“
“Reliable neuronal communication depends on accurate temporal correlation between the action potential and neurotransmitter release. Although a requirement for Ca2+ in neurotransmitter release is amply documented, recent studies have shown that voltage-sensitive G protein coupled receptors (GPCRs) are also involved in this process. However, how slow-acting GPCRs control fast neurotransmitter release is an unsolved question. Here we examine whether the
recently discovered fast depolarization-induced charge movement in the M-2-muscarinic receptor (M2R) is responsible for M2R-mediated control of acetylcholine release. We show that inhibition of the M2R charge mTOR inhibitor cancer movement in Xenopus oocytes correlated well with inhibition of acetylcholine release at the mouse neuromuscular junction. Our results suggest that, in addition to Ca2+ influx, charge movement in GPCRs is also necessary
for release control.”
“While epithelial cell culture models (e.g., Caco-2 cell line) are widely used to assess the absorption of drug molecules across healthy intestinal mucosa, there are no suitable in vitro models of the intestinal barrier in the state of inflammation. Thus development of novel drugs and formulations for the treatment of inflammatory bowel disease is largely bound to animal models.
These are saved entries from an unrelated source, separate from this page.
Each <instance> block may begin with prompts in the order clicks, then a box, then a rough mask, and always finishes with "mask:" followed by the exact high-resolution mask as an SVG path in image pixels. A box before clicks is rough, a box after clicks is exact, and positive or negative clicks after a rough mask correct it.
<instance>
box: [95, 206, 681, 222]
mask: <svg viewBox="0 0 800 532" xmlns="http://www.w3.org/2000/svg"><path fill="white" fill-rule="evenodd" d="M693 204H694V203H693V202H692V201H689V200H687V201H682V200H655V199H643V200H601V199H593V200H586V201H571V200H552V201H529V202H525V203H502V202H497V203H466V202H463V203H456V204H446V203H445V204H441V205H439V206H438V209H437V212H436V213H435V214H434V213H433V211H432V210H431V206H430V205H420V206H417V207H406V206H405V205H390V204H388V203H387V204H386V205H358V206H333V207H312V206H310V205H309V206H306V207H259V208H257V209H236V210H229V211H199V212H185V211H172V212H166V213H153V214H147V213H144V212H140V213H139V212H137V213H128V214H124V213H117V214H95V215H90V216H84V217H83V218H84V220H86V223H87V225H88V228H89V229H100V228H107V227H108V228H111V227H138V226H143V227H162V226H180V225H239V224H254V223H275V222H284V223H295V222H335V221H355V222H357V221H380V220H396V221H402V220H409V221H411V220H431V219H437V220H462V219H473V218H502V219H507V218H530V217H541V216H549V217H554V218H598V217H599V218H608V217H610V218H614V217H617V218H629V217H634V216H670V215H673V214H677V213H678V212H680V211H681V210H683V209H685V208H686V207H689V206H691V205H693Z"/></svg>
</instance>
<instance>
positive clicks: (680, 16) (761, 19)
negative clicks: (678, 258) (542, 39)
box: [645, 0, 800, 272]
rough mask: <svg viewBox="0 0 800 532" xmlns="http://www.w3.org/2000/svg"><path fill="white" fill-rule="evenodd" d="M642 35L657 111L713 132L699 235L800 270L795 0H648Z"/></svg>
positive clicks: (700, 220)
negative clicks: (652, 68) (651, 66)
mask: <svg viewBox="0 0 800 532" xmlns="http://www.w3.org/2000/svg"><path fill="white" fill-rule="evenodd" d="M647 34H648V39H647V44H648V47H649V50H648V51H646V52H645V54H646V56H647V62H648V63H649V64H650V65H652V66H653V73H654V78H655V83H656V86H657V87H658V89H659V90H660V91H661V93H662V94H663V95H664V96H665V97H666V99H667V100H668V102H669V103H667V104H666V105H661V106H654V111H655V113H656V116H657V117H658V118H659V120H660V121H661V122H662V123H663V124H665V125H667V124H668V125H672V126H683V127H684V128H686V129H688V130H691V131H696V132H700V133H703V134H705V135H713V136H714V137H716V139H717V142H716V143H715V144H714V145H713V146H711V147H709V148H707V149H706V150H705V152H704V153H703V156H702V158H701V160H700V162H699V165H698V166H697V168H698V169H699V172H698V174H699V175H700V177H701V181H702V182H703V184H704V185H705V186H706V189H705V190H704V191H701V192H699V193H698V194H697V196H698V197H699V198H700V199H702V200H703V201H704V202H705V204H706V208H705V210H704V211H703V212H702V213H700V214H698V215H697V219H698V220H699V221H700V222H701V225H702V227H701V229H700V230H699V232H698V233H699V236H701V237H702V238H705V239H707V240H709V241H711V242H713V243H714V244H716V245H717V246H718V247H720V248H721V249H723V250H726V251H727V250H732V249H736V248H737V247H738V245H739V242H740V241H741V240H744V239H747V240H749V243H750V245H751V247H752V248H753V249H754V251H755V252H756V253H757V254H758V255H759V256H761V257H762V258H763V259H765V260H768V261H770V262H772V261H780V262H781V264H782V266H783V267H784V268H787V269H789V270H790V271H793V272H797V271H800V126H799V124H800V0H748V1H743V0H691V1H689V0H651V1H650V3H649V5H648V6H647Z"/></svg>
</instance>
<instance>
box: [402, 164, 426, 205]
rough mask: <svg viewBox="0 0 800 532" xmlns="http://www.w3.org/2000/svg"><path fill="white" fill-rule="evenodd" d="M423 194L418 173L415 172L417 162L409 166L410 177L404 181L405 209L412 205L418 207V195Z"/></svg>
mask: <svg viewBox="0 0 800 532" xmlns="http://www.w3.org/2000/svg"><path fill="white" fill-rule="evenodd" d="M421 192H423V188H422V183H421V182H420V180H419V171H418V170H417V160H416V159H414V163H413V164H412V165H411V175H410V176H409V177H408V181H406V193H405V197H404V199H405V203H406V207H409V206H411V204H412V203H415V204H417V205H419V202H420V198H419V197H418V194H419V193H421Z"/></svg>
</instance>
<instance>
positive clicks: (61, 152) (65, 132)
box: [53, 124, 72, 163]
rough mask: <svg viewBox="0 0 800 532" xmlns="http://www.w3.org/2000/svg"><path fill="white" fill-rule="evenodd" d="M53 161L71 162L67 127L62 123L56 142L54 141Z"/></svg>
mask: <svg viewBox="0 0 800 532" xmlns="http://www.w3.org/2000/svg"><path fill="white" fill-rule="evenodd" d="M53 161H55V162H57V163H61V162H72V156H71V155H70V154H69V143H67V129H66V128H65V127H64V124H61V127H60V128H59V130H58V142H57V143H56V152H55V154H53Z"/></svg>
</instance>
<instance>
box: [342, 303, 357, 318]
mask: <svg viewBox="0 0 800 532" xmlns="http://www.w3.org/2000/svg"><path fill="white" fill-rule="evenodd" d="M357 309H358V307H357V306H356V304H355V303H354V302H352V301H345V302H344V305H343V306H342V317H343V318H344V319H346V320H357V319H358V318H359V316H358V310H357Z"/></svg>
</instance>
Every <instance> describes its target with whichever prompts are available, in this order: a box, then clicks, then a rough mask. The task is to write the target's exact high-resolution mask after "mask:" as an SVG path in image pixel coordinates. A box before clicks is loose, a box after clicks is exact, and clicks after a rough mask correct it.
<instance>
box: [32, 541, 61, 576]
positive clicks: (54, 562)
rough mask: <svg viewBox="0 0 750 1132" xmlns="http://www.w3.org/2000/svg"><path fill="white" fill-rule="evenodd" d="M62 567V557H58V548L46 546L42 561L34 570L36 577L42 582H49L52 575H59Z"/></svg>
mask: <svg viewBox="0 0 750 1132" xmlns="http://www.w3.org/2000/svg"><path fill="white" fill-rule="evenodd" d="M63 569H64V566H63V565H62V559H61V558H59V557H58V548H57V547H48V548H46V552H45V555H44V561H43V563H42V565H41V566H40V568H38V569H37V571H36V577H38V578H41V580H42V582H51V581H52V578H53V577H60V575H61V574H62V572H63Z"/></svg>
We here report on the development of a complex in vitro model of the inflamed intestinal mucosa, starting with the selection Selleck Dorsomorphin of suitable enterocyte cell line and proinflammatory stimulus and progressing to the setup and characterization of a three-dimensional coculture of human intestinal epithelial cells and immunocompetent macrophages and dendritic cells. In the 3D setup, controlled inflammation Screening Library concentration can be induced allowing the mimicking of pathophysiological changes occurring in vivo in the inflamed intestine. Different combinations of proinflammatory stimuli (lipopolysaccharides from Escherichia coil and Salmonella
typhimurium, interleukin-1 beta, interferon-gamma) and intestinal epithelial cell lines (Caco-2, HT-29, T84) were evaluated, and only Caco-2 cells were responsive to stimulation, with interleukin-1 beta being the strongest stimulator. Caco-2 cells responded to the proinflammatory stimulus with a moderate upregulation of proinflammatory markers and a slight, but significant, decrease (20%) of transepithelial electrical resistance (TEER) indicating changes in the epithelial barrier properties. Setting up the coculture model, macrophages and dendritic cells derived from periphery blood monocytes were embedded in a collagen layer on a Transwell filter insert and Caco-2 cells were seeded atop. Even in the presence of immunocompetent cells Caco-2 cells formed a tight monolayer. Addition of IL-1 beta increased inflammatory cytokine response more strongly compared to Caco-2 single culture and stimulated immunocompetent cells proved to be highly active in sampling apically applied nanoparticles.